それに経験を買われてそのまま支部の後進を育てる部署に転向する者も少なくない。
支部側としても勝手を知っている身内で固めた方が都合が良い為、ここでも需要と供給がされている状態となる。
ここに居る独身部隊はその殆どがボランティアを続ける事で正規サンタクロース、もしくはその事務職や教育係への道が約束されているのでボランティアの段階で焦る必要が無いのだ。
多少肉体的に辛くてもそれ以上に誰かの笑顔を見る事に生き甲斐を感じる集団。
殆ど善意の草食系で構成されているのがボランティアサンタクロースの特長ともいえるだろう。
やがてグループ毎に指定区域が指示されると、各々持ち回りの区画ごとに散っていった。
今日俺等に割り振られたお宅は四軒。
さて、気合入れていきますか!
AM9:00
小さいながらも白い二階建ての家。
清楚な服装なのに匂い立つような妖艶さを醸し出す奥さんの隣には、娘さんだろうか。
外見だけだと親譲りの癖のあるウェーブの掛かったショートカットで15〜16歳程の少女と父親の血が濃いのかストレートの髪をサイドテールにした10歳に届くか届かないかという幼女が並んで出迎えてくれた。

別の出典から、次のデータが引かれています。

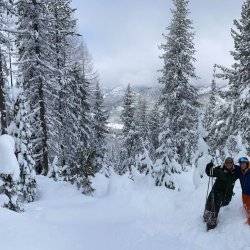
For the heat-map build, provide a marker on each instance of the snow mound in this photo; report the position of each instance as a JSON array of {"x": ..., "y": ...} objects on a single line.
[{"x": 8, "y": 161}]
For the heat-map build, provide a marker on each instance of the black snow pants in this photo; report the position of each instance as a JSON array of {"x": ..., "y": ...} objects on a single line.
[{"x": 214, "y": 202}]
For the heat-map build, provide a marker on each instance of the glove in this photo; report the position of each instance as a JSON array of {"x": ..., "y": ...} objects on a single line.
[{"x": 210, "y": 165}]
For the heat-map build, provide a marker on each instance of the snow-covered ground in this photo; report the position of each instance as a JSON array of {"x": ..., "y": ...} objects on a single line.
[{"x": 123, "y": 215}]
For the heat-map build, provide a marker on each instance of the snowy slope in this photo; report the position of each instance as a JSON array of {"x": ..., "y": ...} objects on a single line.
[{"x": 124, "y": 216}]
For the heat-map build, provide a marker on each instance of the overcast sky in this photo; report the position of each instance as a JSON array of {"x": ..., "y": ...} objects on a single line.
[{"x": 123, "y": 36}]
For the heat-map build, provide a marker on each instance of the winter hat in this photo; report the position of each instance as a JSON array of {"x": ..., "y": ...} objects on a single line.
[
  {"x": 243, "y": 160},
  {"x": 229, "y": 160}
]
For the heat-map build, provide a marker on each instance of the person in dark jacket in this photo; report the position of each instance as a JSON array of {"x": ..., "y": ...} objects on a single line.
[
  {"x": 222, "y": 190},
  {"x": 243, "y": 172}
]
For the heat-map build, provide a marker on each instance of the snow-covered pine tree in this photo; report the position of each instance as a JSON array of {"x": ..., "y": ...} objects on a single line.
[
  {"x": 178, "y": 139},
  {"x": 79, "y": 167},
  {"x": 100, "y": 132},
  {"x": 154, "y": 124},
  {"x": 9, "y": 192},
  {"x": 143, "y": 162},
  {"x": 9, "y": 175},
  {"x": 129, "y": 135},
  {"x": 210, "y": 111},
  {"x": 237, "y": 132},
  {"x": 4, "y": 44},
  {"x": 36, "y": 55},
  {"x": 63, "y": 30},
  {"x": 20, "y": 130}
]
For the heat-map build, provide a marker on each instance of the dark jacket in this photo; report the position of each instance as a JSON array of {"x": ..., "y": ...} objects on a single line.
[
  {"x": 224, "y": 183},
  {"x": 244, "y": 180}
]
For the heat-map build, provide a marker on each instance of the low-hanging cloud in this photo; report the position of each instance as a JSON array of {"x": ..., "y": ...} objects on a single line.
[{"x": 123, "y": 36}]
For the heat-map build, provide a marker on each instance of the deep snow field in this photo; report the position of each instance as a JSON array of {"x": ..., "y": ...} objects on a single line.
[{"x": 123, "y": 215}]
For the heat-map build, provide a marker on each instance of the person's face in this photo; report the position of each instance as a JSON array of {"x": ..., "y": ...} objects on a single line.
[
  {"x": 244, "y": 165},
  {"x": 229, "y": 165}
]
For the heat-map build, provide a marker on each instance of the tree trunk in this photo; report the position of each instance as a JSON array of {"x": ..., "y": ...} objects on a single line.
[{"x": 2, "y": 97}]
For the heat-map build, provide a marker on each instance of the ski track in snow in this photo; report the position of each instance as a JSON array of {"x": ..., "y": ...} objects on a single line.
[{"x": 128, "y": 216}]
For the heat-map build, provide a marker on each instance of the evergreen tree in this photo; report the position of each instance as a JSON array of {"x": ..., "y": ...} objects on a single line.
[
  {"x": 129, "y": 135},
  {"x": 35, "y": 57},
  {"x": 63, "y": 26},
  {"x": 210, "y": 112},
  {"x": 9, "y": 192},
  {"x": 154, "y": 129},
  {"x": 5, "y": 6},
  {"x": 100, "y": 131},
  {"x": 20, "y": 129},
  {"x": 231, "y": 129},
  {"x": 143, "y": 162},
  {"x": 178, "y": 138}
]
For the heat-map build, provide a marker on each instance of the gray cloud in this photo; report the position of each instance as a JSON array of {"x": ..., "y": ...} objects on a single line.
[{"x": 123, "y": 36}]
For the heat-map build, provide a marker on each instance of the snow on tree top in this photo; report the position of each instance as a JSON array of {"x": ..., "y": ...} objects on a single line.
[{"x": 8, "y": 161}]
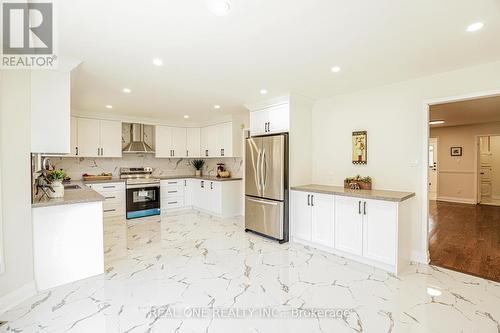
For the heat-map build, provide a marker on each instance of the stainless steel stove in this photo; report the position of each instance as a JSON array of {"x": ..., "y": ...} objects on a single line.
[{"x": 143, "y": 192}]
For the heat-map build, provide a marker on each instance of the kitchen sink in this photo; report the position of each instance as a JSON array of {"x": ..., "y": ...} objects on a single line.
[{"x": 72, "y": 187}]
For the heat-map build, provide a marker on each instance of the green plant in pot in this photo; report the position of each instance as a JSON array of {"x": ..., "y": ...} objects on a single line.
[
  {"x": 198, "y": 165},
  {"x": 56, "y": 178}
]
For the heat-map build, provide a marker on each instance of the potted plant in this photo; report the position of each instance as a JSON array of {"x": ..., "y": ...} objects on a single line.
[
  {"x": 198, "y": 165},
  {"x": 56, "y": 178},
  {"x": 358, "y": 182}
]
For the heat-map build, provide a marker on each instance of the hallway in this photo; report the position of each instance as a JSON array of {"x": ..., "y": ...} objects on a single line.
[{"x": 465, "y": 238}]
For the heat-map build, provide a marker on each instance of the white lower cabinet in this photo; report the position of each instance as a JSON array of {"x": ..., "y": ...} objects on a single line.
[
  {"x": 375, "y": 232},
  {"x": 115, "y": 198},
  {"x": 219, "y": 198},
  {"x": 312, "y": 217}
]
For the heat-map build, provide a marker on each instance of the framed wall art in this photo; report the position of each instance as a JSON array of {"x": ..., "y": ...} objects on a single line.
[
  {"x": 456, "y": 151},
  {"x": 359, "y": 147}
]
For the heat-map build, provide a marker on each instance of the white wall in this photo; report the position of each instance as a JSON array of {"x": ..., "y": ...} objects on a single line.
[
  {"x": 16, "y": 186},
  {"x": 393, "y": 116}
]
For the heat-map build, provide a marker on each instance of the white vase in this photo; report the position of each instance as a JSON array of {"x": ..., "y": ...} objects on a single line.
[{"x": 58, "y": 188}]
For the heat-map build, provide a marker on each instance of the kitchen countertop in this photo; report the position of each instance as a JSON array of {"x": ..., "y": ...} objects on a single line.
[
  {"x": 367, "y": 194},
  {"x": 112, "y": 180},
  {"x": 209, "y": 178},
  {"x": 74, "y": 196}
]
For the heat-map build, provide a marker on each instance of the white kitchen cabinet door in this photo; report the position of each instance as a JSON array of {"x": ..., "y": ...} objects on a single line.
[
  {"x": 322, "y": 220},
  {"x": 348, "y": 225},
  {"x": 258, "y": 122},
  {"x": 73, "y": 137},
  {"x": 88, "y": 134},
  {"x": 163, "y": 143},
  {"x": 301, "y": 215},
  {"x": 225, "y": 139},
  {"x": 111, "y": 138},
  {"x": 193, "y": 142},
  {"x": 179, "y": 141},
  {"x": 278, "y": 119},
  {"x": 215, "y": 190},
  {"x": 380, "y": 230}
]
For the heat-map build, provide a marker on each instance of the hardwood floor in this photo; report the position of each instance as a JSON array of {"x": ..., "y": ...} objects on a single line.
[{"x": 465, "y": 238}]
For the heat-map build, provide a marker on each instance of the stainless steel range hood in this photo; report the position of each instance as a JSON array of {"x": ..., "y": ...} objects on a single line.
[{"x": 137, "y": 143}]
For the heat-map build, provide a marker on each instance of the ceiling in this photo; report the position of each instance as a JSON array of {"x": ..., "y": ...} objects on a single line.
[
  {"x": 474, "y": 111},
  {"x": 280, "y": 46}
]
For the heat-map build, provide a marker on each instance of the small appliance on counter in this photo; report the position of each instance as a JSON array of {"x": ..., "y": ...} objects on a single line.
[{"x": 143, "y": 192}]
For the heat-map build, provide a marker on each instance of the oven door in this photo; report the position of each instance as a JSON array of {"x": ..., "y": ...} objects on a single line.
[{"x": 143, "y": 200}]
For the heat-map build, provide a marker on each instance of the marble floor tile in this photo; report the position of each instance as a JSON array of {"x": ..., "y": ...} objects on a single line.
[{"x": 190, "y": 272}]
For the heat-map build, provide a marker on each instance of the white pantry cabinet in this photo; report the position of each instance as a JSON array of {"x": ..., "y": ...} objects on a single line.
[
  {"x": 312, "y": 217},
  {"x": 96, "y": 138},
  {"x": 375, "y": 232}
]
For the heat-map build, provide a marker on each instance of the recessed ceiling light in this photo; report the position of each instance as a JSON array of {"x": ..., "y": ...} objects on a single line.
[
  {"x": 433, "y": 292},
  {"x": 219, "y": 7},
  {"x": 157, "y": 62},
  {"x": 335, "y": 69},
  {"x": 475, "y": 26}
]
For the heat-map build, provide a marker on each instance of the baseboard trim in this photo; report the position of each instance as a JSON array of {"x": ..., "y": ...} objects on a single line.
[
  {"x": 420, "y": 257},
  {"x": 457, "y": 200},
  {"x": 17, "y": 296}
]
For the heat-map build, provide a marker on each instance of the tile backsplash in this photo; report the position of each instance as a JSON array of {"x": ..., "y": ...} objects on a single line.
[{"x": 76, "y": 166}]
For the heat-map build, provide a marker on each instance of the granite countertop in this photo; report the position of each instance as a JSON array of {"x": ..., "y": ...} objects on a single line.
[
  {"x": 209, "y": 178},
  {"x": 112, "y": 180},
  {"x": 71, "y": 196},
  {"x": 367, "y": 194}
]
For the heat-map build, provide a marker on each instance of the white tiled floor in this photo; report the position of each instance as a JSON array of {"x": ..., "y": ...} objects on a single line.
[{"x": 157, "y": 271}]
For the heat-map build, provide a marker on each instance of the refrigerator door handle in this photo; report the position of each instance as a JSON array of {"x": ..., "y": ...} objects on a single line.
[
  {"x": 264, "y": 170},
  {"x": 258, "y": 171}
]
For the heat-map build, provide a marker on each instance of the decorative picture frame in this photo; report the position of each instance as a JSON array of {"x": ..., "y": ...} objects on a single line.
[
  {"x": 359, "y": 147},
  {"x": 456, "y": 151}
]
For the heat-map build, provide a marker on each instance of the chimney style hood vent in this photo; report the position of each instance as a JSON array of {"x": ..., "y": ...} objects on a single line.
[{"x": 137, "y": 143}]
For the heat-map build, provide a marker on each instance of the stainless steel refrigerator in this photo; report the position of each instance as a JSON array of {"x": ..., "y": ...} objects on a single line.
[{"x": 266, "y": 186}]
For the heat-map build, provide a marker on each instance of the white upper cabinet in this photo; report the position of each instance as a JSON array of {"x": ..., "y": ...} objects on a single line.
[
  {"x": 164, "y": 145},
  {"x": 193, "y": 142},
  {"x": 179, "y": 142},
  {"x": 111, "y": 138},
  {"x": 50, "y": 112},
  {"x": 97, "y": 138},
  {"x": 88, "y": 137},
  {"x": 217, "y": 140},
  {"x": 270, "y": 120},
  {"x": 74, "y": 136}
]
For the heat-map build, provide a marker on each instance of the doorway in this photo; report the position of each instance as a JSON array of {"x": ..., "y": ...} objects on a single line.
[
  {"x": 463, "y": 186},
  {"x": 488, "y": 192}
]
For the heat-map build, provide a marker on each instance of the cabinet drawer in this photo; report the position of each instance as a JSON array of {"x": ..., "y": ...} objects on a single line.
[
  {"x": 172, "y": 203},
  {"x": 108, "y": 187}
]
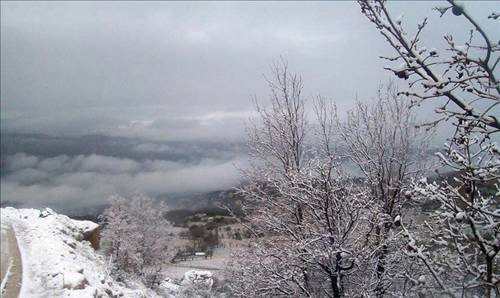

「本日はお忙しいところ推し掛けてしまい申し訳ありません。支部から派遣されて参りました、サンタクロースです」
グループ内の年長と思しき男性が定型文での挨拶を交わす。
それに応じて奥さんが応えた。
「伺っております。本日はどうぞ、宜しくお願いします」
穏やかな微笑みを付けて返してくる。
サキュバスのイメージとはかけ離れた朗らかな笑顔に、全員声に出さないが色めきだった。
……まぁ、そうだろうなぁ。
服の上でも分かるくらい出るとこ出てて引っ込むところは引っ込んでる。
二人に娘が居るとは思えないくらいの体型に歳相応の色香。
サファイアのように煌くウェーブの掛かったロングヘアは後ろで一つに纏められている。
そんな美人に社交辞令とはいえ微笑みかけられたら、俺も相手が既婚じゃなかったらその場で結婚を前提にしたお付き合いを申し込んでるよ。
年長者は流石というか、思考の復帰も速かった。
「こ、こちらこそ。それでは、何処からお手伝い致しましょう?」
奥さんが案内しようとした矢先、それまで黙っていた幼女が唐突に俺に声を掛けてきた。
「サンタさんだー! ねぇ、プレゼントっていつくれるのー?」
ててて、と小さな歩幅で歩いてきて、星を散りばめたような輝く瞳で俺を見上げる幼女。
それを窘めようとする奥さんより先に、長女と思しき少女が声を掛けた。
「愛紗(アイシャ)、お行儀悪いわよ。良い子にしてなきゃサンタさん達困っちゃうじゃない」
「うー……、ごめんなさい」
存外聞きわけが良いのか。
あっさりと引き下がる幼女――アイシャに俺は微笑んだ。
「いいんだよ、気持ちは分かるからね。プレゼントは別のサンタさんが持ってくるから、今はこれで我慢してくれるかい?」
屈んで幼女と同じ視線になり、持っていた袋からお菓子を取り出す。
小袋に分けられた一口サイズのクッキーは手作りで、ボランティアサンタ達に持たされる必須アイテムだった。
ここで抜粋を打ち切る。